Die Tschonhar-Brücke ist eine wichtige Nachschubroute für die russische Armee, die seit mehr als 17 Monaten einen Angriffskrieg gegen die Ukraine führt. Sie wurde in diesem Sommer bereits mehrfach von den Ukrainern im Zuge ihrer Gegenoffensive angegriffen. Kiew will alle von Russland besetzten Teile seines Staatsgebiets befreien - und dazu zählt auch die bereits 2014 völkerrechtswidrig von Moskau einverleibte Krim.

Westliche Hilfe ist weiterhin nötig

Am Tag der Luftwaffe - ein Berufsfeiertag für die Soldaten in der Ukraine - hat Präsident Selenskyj den Luftstreitkräften gratuliert. Er lobte ihre erfolgreiche Verteidigung gegen die russischen Angriffe, die derzeit unter anderem Getreideterminals zum Ziel hätten.

"Wir werden unser Bestes tun, um den ukrainischen Schutzschirm zu verstärken. Hier, am Himmel, können wir beweisen, dass der Terror verliert. Das können wir alle gemeinsam beweisen, alle Verbündete." 

Westliche Hilfe sei weiterhin nötig, betonte Selenskyj. "Wir brauchen hier einen vollständigen Schutz gegen den Terror, damit wir später nicht darüber nachdenken müssen, andere Nationen vor ihm zu schützen."

Selenskyj signiert französischen Marschflugkörper mit 250 km-Reichweite

Die Piloten hätten seit dem Beginn des russischen Angriffskrieges mehr als 14.000 Kampfeinsätze geflogen, schrieb Selenskyj am Sonntag bei Telegram. Auf dazu geteilten Bildern und Videos ist zu sehen, wie der Präsident auf einem unbekannten Luftwaffenstützpunkt auf einen am Kampfflugzeug befestigten mutmaßlich französischen Marschflugkörper vom Typ Scalp/EG "Ruhm der Ukraine" schreibt und diesen signiert.

Die Bezeichnung des Raketentyps ist in den Farben der französischen Flagge auf den Marschflugkörper aufgedruckt, daneben ist zudem ein Eiffelturm zu erkennen. Nachdem der französische Präsident Emmanuel Macron die Lieferung der Waffen auf dem Nato-Gipfel in Vilnius im Juli angekündigt hatte, sehen ukrainische Medien nun die Lieferung dieser Marschflugkörper mit einer Reichweite von mehr als 250 Kilometern durch Frankreich als erwiesen an. 

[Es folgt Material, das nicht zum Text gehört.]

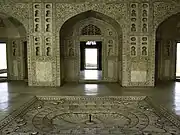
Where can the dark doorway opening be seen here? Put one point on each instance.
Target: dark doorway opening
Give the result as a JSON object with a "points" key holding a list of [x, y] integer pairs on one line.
{"points": [[25, 62], [178, 61], [3, 61], [91, 60]]}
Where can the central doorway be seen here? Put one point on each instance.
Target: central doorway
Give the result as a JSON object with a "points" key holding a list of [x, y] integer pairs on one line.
{"points": [[91, 60]]}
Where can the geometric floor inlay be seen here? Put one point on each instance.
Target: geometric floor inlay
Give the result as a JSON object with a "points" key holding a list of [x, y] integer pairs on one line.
{"points": [[81, 115]]}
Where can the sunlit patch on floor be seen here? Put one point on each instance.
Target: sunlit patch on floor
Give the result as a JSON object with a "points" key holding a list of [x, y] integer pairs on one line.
{"points": [[125, 115]]}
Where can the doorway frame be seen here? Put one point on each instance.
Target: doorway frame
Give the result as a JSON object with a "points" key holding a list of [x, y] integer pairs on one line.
{"points": [[83, 47], [85, 39]]}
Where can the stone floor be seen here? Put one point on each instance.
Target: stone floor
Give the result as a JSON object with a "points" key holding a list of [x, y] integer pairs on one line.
{"points": [[83, 115], [14, 94]]}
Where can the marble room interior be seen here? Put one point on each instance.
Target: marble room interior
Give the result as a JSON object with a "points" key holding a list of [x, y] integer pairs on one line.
{"points": [[43, 54]]}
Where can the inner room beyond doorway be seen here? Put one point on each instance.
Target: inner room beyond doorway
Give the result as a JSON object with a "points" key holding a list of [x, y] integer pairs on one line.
{"points": [[91, 61]]}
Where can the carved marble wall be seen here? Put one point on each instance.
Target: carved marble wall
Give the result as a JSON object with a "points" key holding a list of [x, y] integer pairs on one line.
{"points": [[110, 48], [134, 64]]}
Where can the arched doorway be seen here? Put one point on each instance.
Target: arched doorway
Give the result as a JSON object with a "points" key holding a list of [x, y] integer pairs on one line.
{"points": [[13, 44], [167, 37], [90, 27]]}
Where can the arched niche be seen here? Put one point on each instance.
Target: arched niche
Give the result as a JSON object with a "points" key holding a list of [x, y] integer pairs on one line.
{"points": [[167, 35], [71, 35]]}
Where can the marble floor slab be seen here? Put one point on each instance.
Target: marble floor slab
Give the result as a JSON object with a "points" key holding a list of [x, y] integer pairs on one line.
{"points": [[90, 115]]}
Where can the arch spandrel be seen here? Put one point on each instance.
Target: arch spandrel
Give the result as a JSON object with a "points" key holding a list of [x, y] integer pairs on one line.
{"points": [[19, 11], [66, 11]]}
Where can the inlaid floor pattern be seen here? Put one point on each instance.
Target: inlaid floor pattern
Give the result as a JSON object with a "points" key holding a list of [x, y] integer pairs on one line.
{"points": [[75, 115]]}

Ukraine-Gipfel in Saudi-Arabien ohne Ergebnis

Ein großer Ukraine-Gipfel in Saudi-Arabien mit mehr als 30 Teilnehmer-Ländern wurde am Wochenende ohne eine abschließende Vereinbarung beendet. Kiew spricht aber von vielen wichtigen bilateralen Treffen und Sicherheitsgarantien für die Ukraine. Besonders die Teilnahme Chinas, das bei einem Treffen in ähnlichem Format in Kopenhagen im Juni nicht vertreten war, werteten Diplomaten als Erfolg.

Kern der Friedensformel von Ukraines Präsident Wolodymyr Selenskyj ist die Forderung nach einem Abzug russischer Truppen aus dem gesamten Staatsgebiet der Ukraine. Aber auch Gastgeber Saudi-Arabien soll einen Friedensplan in Umlauf gebracht haben. Russland hatte nicht teilgenommen.

Von Riad hieß es nach dem Ende des Treffens, die Teilnehmer hätten sich darauf geeinigt, internationale Beratungen fortzusetzen, um auf gemeinsamer Grundlage den Weg zum Frieden zu ebnen, wie die Staatsagentur SPA am Sonntagabend berichtete.